Lot 32
Norval Morrisseau, RCA (1931-2007)

Additional Images

Provenance:
Kinsman Robinson Gallery, Toronto, ON
Private Collection, California, USA
Exhibited:
The Shaman's Return, Kinsman Robinson Galleries, Toronto, ON, 31 Mar - 28 Apr 1990.
Note:
Waddington’s is pleased to offer two canvases by Norval Morrisseau from the artist’s early 1990s in this auction: Ojibwa Family Motif with Tree of Knowledge, 1991 (lot 31) and Fish and Fowl Forms - Composition, 1990 (lot 32).
Paintings by Morrisseau from this period are characterised by new, brighter colours. Already in the mid-1970s Morrisseau was introducing new colours to his paintings, drawing inspiration from his involvement with the spiritual movement Eckankar, and combining this doctrine with the Anishinaabe and Christian beliefs featured in his earlier works. By the early 1990s his signature palette of copper, yellow and blue was fully realised and "conveyed the clarity of vision, lightness, and spirituality that Eckankar espouses."[1]
Jack Pollock and Lister Sinclair discuss the artist’s bright colour palette and the meaning and intentionality of the blue tones found in his canvases, stating that, “to Morrisseau, blue was often regarded as symbolising spiritual protection, […] the light blue indicating that the artist’s spirit is being guarded by day, whereas the mid blue means that it is being guarded by night. In a sense, these two colours seem to perform for him some of the guardian functions which, he tells us, belong to the totem spirits.”[2]
Light and dark shades of blue can be found in both Ojibwa Family Motif with Tree of Knowledge and Fish Fowl Forms - Composition. In Ojibwa Family Motif with Tree of Knowledge, Morrisseau achieves a striking sense of balance in this composition by mirroring the shades of blue in the clothing of the family. The Ojibwa family and the transference of knowledge is a recurring theme in Morrisseau's paintings of this period.[3]
Fish Fowl Forms – Composition brilliantly depicts Morrisseau’s use of lines: a seminal aspect of Morrisseau’s Woodland School of Art style. Often referred to by the artist as lines of communication, these lines form closed loops and united ties between the figures. Morrisseau would also incorporate internal lines to depict the inner structures of animals and humans, which is apparent in the bird and fish figures in this work. Finally, the divided circle is a common motif that Morrisseau used throughout his career and can be seen in paintings as early as the 1950s. Scholar Carmen Robertson refers to the divided circle as the dualities that exist in the artist’s view of the world.[4]

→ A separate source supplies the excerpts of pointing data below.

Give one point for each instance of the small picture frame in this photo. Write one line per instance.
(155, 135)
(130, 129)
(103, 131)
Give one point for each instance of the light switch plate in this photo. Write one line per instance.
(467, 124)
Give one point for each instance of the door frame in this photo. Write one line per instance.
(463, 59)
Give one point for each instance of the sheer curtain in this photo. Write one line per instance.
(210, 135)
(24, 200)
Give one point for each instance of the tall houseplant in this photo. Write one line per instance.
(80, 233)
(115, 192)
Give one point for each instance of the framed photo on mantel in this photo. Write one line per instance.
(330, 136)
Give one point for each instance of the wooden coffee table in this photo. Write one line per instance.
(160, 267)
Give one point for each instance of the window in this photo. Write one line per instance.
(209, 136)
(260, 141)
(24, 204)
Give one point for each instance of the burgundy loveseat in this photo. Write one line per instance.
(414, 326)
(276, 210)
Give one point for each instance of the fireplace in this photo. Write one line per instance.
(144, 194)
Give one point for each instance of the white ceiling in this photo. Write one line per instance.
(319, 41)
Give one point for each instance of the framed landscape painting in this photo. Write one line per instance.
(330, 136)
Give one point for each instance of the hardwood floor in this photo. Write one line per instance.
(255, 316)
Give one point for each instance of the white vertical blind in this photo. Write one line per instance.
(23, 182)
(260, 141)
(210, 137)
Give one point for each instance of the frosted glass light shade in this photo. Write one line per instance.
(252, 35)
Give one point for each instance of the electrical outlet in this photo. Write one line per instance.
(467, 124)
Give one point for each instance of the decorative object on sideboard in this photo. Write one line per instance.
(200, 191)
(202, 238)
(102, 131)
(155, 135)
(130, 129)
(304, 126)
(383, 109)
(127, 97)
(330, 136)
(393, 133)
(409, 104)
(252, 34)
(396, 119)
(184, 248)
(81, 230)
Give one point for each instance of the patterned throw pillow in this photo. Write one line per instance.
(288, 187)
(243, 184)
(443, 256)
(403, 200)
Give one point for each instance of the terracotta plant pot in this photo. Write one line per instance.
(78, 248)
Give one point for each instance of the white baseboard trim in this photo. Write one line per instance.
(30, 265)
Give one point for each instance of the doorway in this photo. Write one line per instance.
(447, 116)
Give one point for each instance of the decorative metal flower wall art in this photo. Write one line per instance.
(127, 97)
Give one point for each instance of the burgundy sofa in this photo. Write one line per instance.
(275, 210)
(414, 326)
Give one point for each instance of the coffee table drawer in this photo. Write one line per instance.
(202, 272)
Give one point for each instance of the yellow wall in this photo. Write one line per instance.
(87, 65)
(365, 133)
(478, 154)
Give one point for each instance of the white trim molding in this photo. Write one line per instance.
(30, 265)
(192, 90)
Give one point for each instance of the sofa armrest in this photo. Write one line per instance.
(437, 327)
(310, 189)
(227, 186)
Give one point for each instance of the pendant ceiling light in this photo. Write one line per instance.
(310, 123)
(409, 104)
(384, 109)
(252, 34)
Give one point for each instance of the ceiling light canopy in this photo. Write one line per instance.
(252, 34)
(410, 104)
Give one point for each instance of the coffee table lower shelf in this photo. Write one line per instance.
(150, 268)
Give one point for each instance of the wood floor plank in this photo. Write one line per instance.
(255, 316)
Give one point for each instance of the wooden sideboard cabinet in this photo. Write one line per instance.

[1] Art Canada Institute, Norval Morrisseau, Life and Works by Carmen Robertson, Art Canada Institute, accessed 15 April 2024, https://www.aci-iac.ca/art-books/norval-morrisseau/style-and-technique/.
[2] Lister Sinclair and Jack Pollock, Art of Norval Morrisseau, (Toronto: Methuen, 1979), 58.
[3] Norval Morrisseau: Honouring First Nations, (Toronto: Kinsman Robinson Galleries, 1994, Exh. Cat), 8.